Для русского искусства присущая импрессионизму свобода от сюжета была явлением принципиальным, непривычным, новым. Казалось бы, и демократизм тем, и вполне неаристократические герои — все эти посетители и гарсоны в кафе, бульвардье, балерины, прачки, гребцы, светские дамы и дамы полусвета, фланеры, продавщицы, играющие дети — вполне соответствовали передвижнической традиции. Но доминанта живописи, художественного приема над сюжетом сводила для русского живописца на нет всю серьезную внимательность французского собрата к подробностям бытия. И если фиксация короткого мгновения относительно занимала российского художника, то автономия формы просто пугала.

Импрессионизм в среде русских художников был замечен и преобразован по-своему лишь тогда, когда стали очевидны ригидность и консерватизм прежних колористических приемов.

В России интерес к импрессионистическому видению и активные поиски в этом отношении возникают по иным причинам и развиваются принципиально иначе.

Из французской живописи социальные страсти ушли или почти ушли.
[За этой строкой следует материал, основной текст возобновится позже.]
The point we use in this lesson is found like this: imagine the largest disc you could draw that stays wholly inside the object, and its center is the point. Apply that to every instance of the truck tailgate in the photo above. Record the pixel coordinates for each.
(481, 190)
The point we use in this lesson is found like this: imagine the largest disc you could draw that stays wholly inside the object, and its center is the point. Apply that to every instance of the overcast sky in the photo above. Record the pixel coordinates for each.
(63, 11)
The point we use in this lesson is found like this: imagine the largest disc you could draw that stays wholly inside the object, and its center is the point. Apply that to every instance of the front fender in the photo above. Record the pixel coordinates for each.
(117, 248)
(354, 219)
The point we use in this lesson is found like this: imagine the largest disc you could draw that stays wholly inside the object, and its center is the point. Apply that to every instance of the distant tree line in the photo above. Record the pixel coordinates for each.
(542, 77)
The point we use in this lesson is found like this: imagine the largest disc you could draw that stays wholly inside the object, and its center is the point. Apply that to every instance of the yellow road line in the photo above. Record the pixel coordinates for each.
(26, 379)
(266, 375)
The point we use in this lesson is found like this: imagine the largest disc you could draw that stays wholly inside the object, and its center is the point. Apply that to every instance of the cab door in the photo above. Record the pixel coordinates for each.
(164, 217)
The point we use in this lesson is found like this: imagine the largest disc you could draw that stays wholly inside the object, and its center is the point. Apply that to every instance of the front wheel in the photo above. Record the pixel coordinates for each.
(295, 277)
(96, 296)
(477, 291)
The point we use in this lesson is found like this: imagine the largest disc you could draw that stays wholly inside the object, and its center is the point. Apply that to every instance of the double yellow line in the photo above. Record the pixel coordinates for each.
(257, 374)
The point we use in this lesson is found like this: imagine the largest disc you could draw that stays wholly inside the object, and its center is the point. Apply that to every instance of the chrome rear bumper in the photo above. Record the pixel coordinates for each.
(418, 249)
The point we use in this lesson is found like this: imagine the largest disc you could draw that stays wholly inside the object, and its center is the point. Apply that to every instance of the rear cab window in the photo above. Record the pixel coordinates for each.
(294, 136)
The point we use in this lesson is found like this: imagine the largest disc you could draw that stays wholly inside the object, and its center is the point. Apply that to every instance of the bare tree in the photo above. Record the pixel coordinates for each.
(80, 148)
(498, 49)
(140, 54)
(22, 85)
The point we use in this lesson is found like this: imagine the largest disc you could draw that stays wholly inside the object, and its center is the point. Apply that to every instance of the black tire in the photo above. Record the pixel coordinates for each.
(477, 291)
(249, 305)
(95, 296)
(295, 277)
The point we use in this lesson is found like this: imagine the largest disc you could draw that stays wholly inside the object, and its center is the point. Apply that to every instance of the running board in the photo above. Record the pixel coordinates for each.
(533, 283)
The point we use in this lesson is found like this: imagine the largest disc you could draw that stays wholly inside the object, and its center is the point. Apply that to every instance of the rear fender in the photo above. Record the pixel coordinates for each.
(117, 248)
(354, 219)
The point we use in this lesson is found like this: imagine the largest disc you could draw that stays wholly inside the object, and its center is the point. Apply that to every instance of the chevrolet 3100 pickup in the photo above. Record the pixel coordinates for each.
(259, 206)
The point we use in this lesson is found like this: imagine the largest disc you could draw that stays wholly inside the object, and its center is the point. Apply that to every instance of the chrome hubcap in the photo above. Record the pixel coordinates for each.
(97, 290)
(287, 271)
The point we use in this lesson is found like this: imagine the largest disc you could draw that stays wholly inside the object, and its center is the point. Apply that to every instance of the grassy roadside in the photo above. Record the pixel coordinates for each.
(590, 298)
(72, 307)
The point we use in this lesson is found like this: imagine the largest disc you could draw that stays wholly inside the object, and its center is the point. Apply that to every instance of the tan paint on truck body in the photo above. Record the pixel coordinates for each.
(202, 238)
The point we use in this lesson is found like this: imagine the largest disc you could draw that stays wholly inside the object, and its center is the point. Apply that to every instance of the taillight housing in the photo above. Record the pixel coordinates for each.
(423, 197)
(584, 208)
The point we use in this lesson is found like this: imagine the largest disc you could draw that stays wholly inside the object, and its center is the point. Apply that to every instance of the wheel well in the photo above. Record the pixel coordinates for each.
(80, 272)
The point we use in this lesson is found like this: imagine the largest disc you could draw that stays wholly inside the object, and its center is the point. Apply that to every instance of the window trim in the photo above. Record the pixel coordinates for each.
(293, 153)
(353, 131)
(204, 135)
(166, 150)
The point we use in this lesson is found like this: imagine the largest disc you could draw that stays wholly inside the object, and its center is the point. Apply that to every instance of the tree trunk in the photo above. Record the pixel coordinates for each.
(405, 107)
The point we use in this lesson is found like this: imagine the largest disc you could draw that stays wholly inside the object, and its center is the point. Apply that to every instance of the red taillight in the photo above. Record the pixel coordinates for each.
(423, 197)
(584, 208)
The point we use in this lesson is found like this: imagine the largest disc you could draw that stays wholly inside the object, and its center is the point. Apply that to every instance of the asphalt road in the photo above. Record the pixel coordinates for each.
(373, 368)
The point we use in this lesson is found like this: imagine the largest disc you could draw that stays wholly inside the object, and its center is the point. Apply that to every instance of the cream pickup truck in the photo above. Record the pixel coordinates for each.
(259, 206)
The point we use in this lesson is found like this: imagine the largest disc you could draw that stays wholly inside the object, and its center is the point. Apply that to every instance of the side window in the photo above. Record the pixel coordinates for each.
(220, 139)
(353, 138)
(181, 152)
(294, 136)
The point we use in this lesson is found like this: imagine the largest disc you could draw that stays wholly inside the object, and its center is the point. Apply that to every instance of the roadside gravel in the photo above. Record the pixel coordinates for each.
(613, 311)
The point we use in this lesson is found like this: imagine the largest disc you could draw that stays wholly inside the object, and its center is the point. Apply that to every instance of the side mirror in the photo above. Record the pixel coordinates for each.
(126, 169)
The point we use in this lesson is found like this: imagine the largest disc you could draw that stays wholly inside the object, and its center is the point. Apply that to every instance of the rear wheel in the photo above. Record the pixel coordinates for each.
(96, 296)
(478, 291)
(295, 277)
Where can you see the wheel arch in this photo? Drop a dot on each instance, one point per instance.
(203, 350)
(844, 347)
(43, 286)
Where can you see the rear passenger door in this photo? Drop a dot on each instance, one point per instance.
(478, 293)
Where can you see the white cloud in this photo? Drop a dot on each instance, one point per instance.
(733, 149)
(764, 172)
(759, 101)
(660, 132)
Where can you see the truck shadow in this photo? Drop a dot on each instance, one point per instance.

Французские мастера на примере собственных разочарований поняли и доказали: искусство не в силах изменить мир.

Россия, в отличие от Франции, еще только ожидала революцию. Со страхом, с тревогой, с надеждой, но почти непременно — романтически. Гражданская смелость рассматривалась в России как приоритетное качество, и все, что было ее лишено, автоматически начинало рассматриваться как нечто неполноценное.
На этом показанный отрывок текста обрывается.